If you love to ice-fish, then you need to consider owning your own RV that can take you out onto the house as often as you’d like to go.  These specialty Ice-Fishing Houses range from 6-30 feet long and can seat 2-6 cold-weather-loving fishermen.  Choose the level of comfort you’d like to have while you dip your poles through the holes.  Accommodations range from fundamental shelter from the elements with bench seats all the way to larger structures offering more comfort:  heat, kitchens, beds, satellite television.


  • Can be pulled onto the ice with an ATV.
  • Provides shelter from the elements.
  • May provide comfort in the form of cooking facilities, beds, and television.


  • The added comforts of heat and accommodations add to the price.
  • You can only use this if you’re an avid outdoorsman and ice-fishing enthusiast.

Cost to Own:  You can own an Ice-Fishing House for between $3,000 to $20,000.

Cost to Rent: Because this is a very specialized vehicle, they are not usually available for rent.

4. Compact or Small RVs with Bathrooms

When It’s Time to Go When You’re On the Go:    We all do it, and if you’re camping near a dark forest in the middle of the night, you might not want to wake up and walk outside to go to the bathroom.

Traveling has never been easier than it is now when you own a R.V. Even the smallest models can offer facilities for when you have to go when you’re on the go.  In some instances, a small trailer will include a room that has a toilet, sink, and showerhead.

The entire room functions as a shower stall in a design called a “wet bath.” Other models do include a separate shower. Lots of options exist for living small and still having bathroom facilities. Mini-campers between 11-22 feet long offer many options including outdoor showers, dry flush toilets, and water heaters. Of course, where there’s a bathroom, there is a need for other options, like vent fans and windows, both of which are available.

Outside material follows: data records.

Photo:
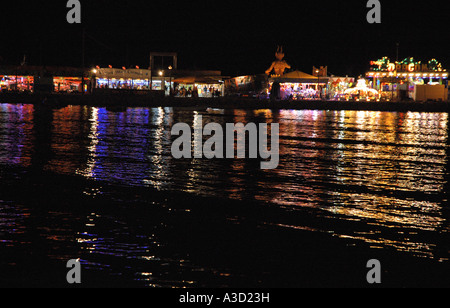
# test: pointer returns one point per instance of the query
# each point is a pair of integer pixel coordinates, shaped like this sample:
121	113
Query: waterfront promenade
126	100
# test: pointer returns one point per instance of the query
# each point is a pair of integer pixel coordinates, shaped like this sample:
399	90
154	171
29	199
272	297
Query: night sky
236	37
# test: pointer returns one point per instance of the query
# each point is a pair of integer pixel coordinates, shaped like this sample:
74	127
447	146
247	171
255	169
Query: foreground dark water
101	185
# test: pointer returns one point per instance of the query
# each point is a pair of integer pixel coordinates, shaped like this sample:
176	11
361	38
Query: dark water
101	185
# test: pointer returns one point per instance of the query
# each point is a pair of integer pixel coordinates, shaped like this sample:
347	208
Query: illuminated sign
408	65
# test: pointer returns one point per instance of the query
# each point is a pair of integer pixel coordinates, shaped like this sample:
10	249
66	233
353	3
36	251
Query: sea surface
100	185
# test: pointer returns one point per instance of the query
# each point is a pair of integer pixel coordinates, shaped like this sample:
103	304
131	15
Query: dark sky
236	37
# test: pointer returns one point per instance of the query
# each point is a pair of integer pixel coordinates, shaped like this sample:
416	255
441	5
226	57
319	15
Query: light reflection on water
376	177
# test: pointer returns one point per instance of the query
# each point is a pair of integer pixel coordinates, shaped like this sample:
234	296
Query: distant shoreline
117	100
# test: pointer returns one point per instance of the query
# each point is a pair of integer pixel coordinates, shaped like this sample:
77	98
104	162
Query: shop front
16	83
401	80
125	79
337	86
198	87
69	84
300	86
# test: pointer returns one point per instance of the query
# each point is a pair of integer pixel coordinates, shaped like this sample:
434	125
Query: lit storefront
69	84
403	80
198	87
300	86
125	79
337	86
16	83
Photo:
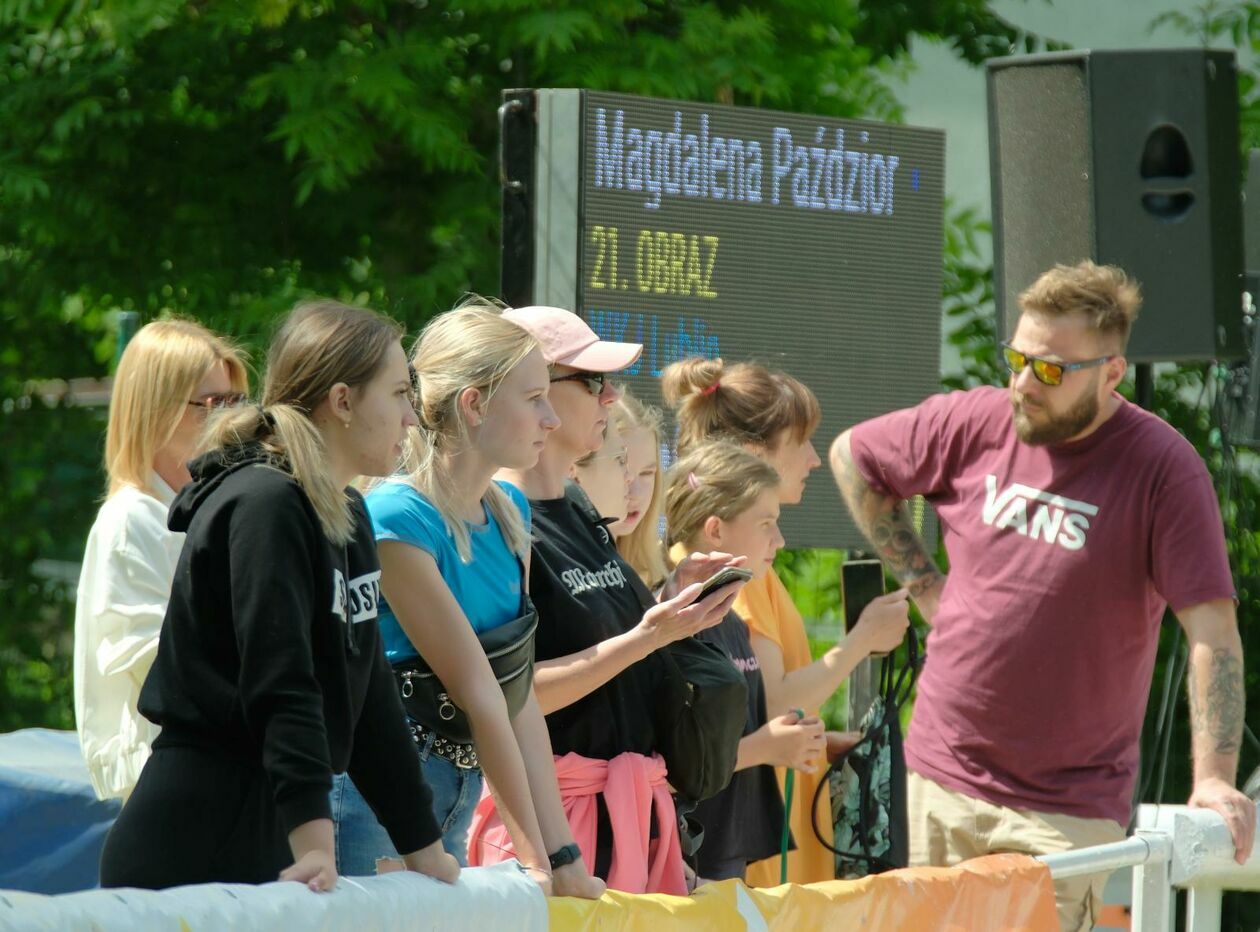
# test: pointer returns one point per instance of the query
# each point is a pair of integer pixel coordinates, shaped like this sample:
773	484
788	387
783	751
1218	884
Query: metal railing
1173	846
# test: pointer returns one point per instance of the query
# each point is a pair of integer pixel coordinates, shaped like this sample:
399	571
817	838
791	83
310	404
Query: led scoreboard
807	243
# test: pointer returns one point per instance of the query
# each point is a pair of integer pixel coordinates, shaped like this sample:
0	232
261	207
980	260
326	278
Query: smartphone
723	577
861	582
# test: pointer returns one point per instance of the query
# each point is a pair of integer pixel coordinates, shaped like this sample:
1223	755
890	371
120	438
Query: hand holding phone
723	577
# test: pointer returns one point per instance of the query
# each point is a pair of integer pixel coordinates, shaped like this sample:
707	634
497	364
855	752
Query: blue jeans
360	839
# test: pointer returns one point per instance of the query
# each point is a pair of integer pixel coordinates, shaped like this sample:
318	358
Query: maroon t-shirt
1061	562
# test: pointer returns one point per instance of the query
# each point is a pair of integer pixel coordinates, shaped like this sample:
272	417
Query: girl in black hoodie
270	649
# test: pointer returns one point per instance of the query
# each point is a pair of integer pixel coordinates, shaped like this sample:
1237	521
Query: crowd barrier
51	830
1002	892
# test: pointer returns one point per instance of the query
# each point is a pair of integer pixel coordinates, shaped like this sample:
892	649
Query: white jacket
122	593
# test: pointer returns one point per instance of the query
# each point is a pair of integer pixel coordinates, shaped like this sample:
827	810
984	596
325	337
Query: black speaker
1129	159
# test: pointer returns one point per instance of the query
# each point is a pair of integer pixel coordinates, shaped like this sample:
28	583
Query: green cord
788	787
783	844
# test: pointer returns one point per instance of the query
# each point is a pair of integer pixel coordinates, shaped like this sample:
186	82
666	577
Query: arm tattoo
883	522
1216	716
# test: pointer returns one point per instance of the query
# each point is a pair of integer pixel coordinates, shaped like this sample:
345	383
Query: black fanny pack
510	651
868	781
701	710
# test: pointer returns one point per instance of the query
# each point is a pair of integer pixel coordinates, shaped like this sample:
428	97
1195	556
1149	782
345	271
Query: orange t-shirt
769	611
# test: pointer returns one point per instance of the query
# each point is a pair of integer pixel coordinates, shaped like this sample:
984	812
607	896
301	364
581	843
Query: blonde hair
716	479
470	346
320	344
160	368
744	403
1106	297
641	548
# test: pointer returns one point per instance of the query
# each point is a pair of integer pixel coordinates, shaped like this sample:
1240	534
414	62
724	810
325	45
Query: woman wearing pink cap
596	674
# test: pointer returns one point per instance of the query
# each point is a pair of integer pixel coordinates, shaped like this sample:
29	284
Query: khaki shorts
948	826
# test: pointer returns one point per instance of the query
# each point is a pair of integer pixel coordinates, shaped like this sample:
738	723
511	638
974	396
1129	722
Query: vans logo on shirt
359	598
1036	514
578	581
746	664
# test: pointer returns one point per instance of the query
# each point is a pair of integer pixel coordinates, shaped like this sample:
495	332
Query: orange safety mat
1008	892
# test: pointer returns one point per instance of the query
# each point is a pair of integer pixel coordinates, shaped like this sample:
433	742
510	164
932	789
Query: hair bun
696	375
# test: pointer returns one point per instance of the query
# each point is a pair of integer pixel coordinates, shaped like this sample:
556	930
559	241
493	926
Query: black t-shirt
585	595
745	821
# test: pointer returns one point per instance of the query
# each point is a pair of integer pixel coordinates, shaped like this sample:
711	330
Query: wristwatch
566	855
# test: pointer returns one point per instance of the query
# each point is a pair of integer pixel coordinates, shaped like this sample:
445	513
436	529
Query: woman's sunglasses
219	401
594	380
1047	372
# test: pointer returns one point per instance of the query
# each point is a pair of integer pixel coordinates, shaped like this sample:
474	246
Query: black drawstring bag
868	781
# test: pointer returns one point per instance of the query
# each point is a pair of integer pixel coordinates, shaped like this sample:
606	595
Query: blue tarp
52	825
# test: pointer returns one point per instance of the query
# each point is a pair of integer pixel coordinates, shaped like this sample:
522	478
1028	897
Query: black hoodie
270	649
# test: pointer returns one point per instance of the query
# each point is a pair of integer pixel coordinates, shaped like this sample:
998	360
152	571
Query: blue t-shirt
488	588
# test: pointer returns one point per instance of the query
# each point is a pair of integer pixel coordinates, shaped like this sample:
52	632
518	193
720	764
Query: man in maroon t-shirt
1071	518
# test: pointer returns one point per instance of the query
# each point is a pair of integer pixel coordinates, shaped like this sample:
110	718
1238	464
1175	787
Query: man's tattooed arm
1216	703
882	519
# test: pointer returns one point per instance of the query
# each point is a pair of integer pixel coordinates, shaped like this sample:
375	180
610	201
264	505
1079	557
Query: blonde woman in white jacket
170	377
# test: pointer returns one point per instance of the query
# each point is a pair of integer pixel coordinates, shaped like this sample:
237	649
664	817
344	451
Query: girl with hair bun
170	377
773	414
270	650
454	553
722	498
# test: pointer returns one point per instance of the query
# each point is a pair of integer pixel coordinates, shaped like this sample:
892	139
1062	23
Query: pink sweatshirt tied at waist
633	786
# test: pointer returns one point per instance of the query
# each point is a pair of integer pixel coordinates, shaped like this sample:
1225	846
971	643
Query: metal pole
1152	891
1144	386
1203	909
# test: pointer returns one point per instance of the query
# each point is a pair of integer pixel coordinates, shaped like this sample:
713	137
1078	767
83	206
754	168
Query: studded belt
463	756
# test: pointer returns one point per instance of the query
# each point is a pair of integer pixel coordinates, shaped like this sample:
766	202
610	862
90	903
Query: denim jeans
360	839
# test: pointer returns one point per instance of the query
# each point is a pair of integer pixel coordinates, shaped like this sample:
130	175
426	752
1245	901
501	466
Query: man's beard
1059	427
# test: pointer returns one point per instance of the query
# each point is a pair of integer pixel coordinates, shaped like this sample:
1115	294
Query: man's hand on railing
1236	809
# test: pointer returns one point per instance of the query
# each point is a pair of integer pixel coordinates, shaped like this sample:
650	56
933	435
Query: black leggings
195	816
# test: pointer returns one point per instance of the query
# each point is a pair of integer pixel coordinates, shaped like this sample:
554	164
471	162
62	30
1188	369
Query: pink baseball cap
567	340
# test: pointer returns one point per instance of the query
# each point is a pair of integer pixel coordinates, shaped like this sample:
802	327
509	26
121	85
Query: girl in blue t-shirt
454	557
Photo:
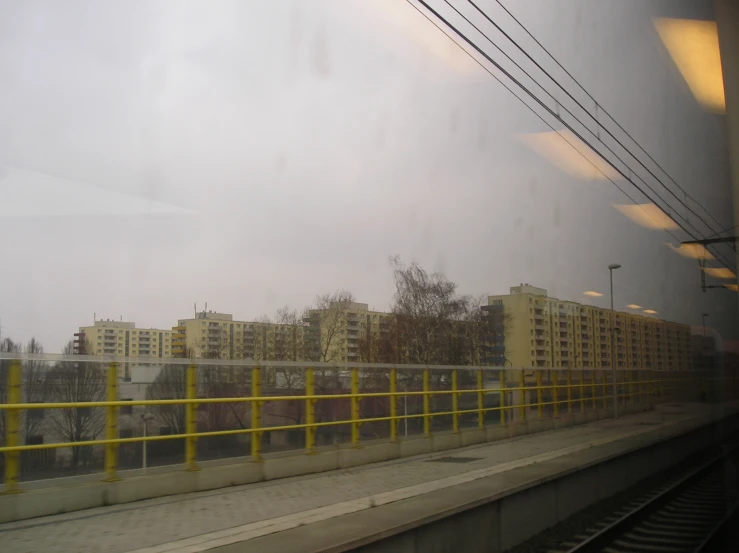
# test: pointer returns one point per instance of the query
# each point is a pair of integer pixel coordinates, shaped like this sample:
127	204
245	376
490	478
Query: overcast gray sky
252	154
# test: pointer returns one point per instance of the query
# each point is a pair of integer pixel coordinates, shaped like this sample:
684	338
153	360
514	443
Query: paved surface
200	521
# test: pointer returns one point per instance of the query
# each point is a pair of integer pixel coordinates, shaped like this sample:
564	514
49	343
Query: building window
127	409
35	414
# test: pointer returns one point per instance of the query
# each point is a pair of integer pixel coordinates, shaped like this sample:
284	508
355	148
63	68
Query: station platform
350	509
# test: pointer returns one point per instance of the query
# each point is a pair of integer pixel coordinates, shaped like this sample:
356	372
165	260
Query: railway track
695	512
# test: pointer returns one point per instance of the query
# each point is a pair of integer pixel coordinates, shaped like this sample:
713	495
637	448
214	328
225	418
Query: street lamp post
145	418
614	392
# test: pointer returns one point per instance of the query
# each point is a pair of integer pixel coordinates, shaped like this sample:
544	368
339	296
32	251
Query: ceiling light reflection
719	272
575	158
693	251
648	216
693	46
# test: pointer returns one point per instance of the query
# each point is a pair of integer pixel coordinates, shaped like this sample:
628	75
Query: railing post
455	401
523	395
593	391
539	399
310	411
501	398
604	386
569	391
12	429
426	404
355	408
480	400
256	414
393	405
191	419
111	426
582	390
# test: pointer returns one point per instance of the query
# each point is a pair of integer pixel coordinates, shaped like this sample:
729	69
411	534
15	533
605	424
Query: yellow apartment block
333	334
108	337
212	335
547	332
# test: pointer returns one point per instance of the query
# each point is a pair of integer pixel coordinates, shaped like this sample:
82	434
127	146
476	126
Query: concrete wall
42	498
478	517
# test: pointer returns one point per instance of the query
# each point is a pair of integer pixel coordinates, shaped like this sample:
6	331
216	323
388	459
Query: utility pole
614	391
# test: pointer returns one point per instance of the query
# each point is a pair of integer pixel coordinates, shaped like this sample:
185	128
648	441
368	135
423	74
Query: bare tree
326	321
6	346
429	315
73	382
35	387
169	384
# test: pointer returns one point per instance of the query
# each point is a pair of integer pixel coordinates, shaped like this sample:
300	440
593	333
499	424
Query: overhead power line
461	35
599	107
687	222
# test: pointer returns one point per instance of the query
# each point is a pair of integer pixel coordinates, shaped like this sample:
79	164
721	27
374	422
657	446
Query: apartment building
120	338
334	334
212	335
547	332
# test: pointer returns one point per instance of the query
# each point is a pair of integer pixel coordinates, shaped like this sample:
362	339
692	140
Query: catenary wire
605	111
620	159
547	108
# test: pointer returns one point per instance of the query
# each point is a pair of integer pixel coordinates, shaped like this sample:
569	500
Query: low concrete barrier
77	493
493	514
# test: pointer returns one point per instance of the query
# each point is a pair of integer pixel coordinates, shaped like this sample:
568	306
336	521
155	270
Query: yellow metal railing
515	393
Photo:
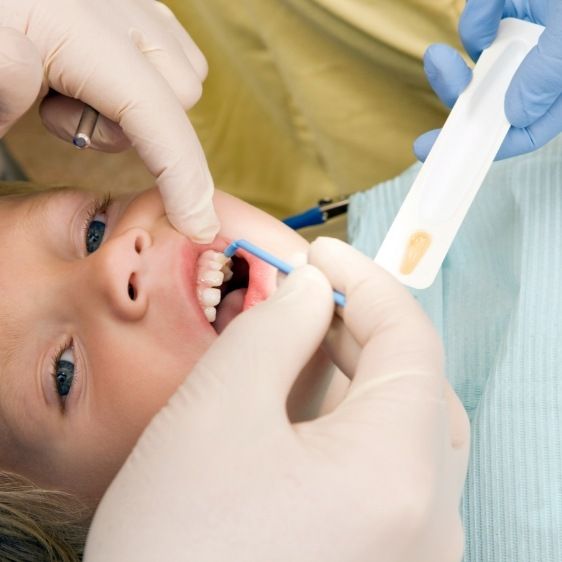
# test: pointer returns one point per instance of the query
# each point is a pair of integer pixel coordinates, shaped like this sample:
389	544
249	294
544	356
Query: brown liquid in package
417	246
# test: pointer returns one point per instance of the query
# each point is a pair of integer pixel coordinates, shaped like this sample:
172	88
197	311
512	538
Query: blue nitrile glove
533	104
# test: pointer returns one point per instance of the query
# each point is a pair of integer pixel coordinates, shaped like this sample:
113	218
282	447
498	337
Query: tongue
230	306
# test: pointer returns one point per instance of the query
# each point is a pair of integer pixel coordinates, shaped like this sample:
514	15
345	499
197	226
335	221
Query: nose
117	272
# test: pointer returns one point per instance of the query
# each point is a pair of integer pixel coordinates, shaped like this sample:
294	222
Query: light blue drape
497	303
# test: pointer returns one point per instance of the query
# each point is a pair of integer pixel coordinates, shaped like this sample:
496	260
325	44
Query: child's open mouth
226	287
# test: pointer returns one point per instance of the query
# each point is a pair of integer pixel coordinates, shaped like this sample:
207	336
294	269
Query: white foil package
432	213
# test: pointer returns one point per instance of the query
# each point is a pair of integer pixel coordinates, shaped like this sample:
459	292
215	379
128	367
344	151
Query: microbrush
339	298
83	135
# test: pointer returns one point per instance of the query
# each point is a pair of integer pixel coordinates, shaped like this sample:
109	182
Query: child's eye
94	233
64	372
94	227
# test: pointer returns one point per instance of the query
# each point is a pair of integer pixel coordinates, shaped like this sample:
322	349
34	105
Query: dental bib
497	303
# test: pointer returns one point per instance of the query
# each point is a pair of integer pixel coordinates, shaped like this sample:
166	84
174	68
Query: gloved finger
61	116
257	358
478	25
189	47
342	348
399	382
424	143
537	83
22	76
446	72
171	62
544	129
380	313
155	123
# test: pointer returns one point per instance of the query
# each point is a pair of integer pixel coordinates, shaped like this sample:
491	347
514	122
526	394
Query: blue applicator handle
339	298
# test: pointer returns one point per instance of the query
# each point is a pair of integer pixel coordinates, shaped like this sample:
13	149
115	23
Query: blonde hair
38	525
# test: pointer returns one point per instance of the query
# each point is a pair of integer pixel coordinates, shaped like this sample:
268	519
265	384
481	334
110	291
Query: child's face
121	326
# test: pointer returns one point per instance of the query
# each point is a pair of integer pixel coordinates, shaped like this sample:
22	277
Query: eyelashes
98	207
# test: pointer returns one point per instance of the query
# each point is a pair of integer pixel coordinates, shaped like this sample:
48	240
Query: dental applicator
83	135
339	298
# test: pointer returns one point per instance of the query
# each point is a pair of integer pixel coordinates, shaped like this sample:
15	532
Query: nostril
131	290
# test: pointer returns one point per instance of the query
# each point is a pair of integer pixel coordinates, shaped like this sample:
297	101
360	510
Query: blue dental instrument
323	212
339	298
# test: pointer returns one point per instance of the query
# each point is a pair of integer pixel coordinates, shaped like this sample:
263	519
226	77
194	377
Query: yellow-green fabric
313	98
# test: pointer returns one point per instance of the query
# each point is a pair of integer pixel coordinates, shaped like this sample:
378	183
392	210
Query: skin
129	355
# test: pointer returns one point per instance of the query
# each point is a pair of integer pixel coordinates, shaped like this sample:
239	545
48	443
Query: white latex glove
221	474
133	62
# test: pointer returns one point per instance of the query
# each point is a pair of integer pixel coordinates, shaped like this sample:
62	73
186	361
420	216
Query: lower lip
262	280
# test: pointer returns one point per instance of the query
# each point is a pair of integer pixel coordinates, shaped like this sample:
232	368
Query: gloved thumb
21	76
538	81
261	352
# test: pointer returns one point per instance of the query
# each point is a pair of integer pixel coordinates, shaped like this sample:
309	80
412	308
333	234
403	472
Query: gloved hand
133	62
221	474
533	103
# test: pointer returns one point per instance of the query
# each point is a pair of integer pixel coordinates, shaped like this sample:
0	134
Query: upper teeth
213	270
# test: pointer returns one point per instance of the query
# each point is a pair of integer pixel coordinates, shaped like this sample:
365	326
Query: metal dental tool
83	135
339	298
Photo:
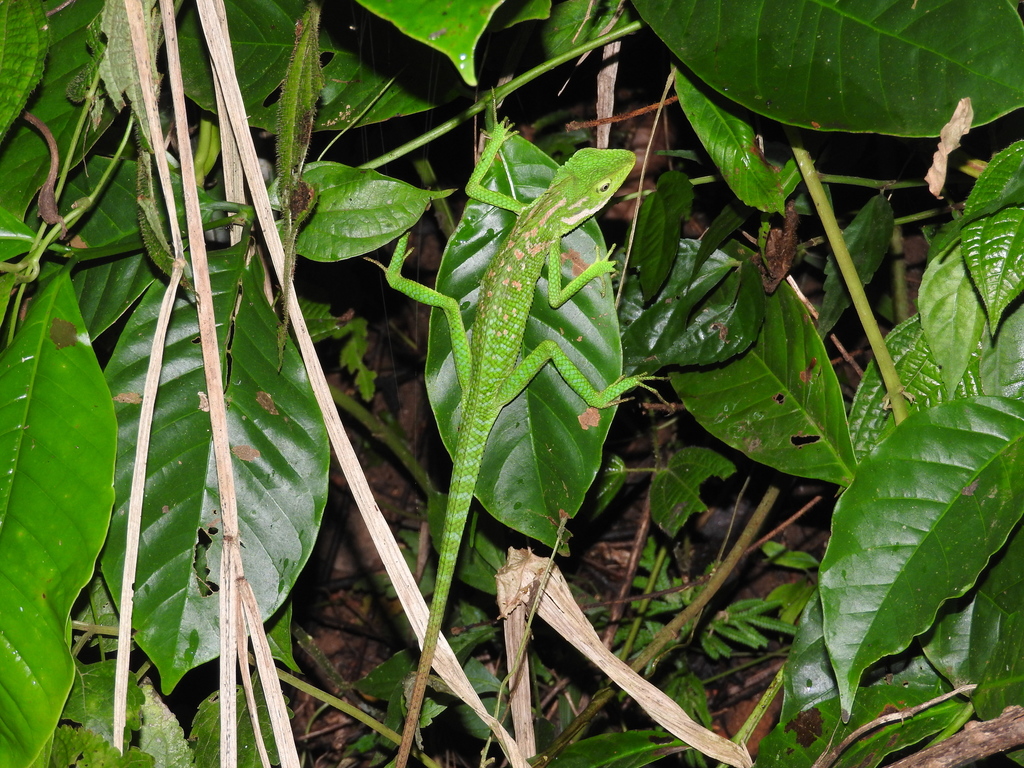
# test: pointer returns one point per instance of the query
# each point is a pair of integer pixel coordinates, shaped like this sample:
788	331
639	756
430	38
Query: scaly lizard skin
488	366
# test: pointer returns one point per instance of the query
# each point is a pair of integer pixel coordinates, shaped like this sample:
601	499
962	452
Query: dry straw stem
559	609
445	663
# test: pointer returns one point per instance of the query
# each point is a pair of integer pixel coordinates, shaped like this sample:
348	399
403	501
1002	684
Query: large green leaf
779	402
951	316
371	71
993	240
882	66
1001	364
452	27
867	238
870	415
281	459
811	721
57	438
657	229
693	322
24	37
993	252
357	211
978	639
675	491
539	460
724	129
921	520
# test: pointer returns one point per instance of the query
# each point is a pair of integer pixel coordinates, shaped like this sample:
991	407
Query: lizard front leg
558	295
578	381
419	292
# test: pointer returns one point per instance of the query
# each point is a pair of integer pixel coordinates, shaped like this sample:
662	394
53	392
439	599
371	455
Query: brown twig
576	125
833	755
977	740
47	193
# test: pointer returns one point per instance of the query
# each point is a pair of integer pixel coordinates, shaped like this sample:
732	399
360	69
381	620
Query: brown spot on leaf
804	439
590	418
266	402
62	333
780	248
806	374
807	727
246	453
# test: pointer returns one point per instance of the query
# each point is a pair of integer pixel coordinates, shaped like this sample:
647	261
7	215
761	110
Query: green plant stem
873	183
922	216
30	265
392	441
502	92
660	558
353	712
671	631
743	734
853	285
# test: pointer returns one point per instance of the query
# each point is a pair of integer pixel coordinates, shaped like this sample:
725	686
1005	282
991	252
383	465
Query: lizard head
588	180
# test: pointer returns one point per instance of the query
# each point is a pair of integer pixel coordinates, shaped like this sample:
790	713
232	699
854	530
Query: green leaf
281	461
993	244
262	39
951	316
977	639
357	211
79	747
881	66
870	416
1000	184
675	492
25	159
90	702
161	734
779	402
867	239
925	513
627	750
56	443
452	28
24	37
724	129
368	79
708	320
993	252
539	459
657	229
779	555
15	238
811	722
574	22
1001	364
206	731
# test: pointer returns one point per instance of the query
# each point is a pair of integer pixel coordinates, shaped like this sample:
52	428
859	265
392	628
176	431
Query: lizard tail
469	454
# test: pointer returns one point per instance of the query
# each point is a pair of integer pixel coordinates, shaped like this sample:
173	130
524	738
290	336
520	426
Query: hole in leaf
201	566
804	439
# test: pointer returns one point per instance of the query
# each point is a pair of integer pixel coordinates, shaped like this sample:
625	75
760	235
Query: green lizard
492	367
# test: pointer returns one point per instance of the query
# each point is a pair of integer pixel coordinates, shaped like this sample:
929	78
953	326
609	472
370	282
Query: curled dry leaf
958	126
560	611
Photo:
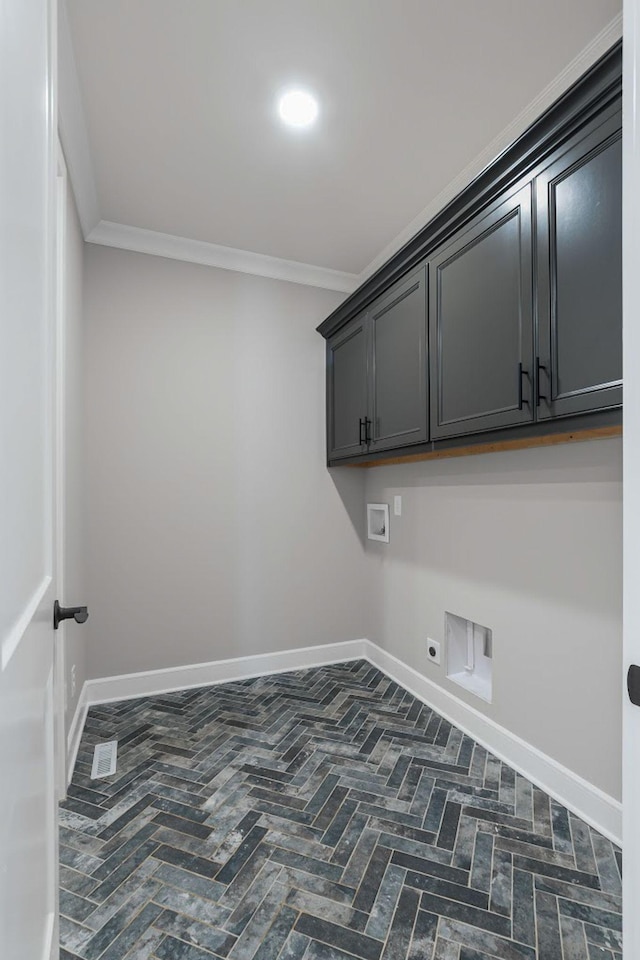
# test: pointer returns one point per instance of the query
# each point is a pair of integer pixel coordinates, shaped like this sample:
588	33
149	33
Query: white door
27	205
631	479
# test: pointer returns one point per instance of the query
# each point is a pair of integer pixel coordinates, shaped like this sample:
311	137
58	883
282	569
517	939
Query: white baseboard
153	682
75	731
601	811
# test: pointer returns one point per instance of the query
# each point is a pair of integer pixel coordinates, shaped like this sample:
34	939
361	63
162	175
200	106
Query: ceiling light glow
297	108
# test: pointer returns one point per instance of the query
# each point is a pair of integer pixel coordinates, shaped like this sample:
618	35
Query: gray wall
214	529
527	543
73	587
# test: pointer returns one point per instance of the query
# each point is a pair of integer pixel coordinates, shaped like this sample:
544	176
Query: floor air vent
104	759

No matter what you like to do, there is an RV that is designed specifically for you and your interests. If you have special needs, go to horse competitions, or love ice-fishing, there is a camper just waiting for you. Don’t wait to enjoy life.  Rent or buy the vehicle of your choice now.

5. RV’s for the Disabled

Recreational vehicles offer special ramps, wheelchair lifts, wheel-under sinks, and lower counters and cabinets to accommodate your needs. Certain manufacturers specialize in modifications.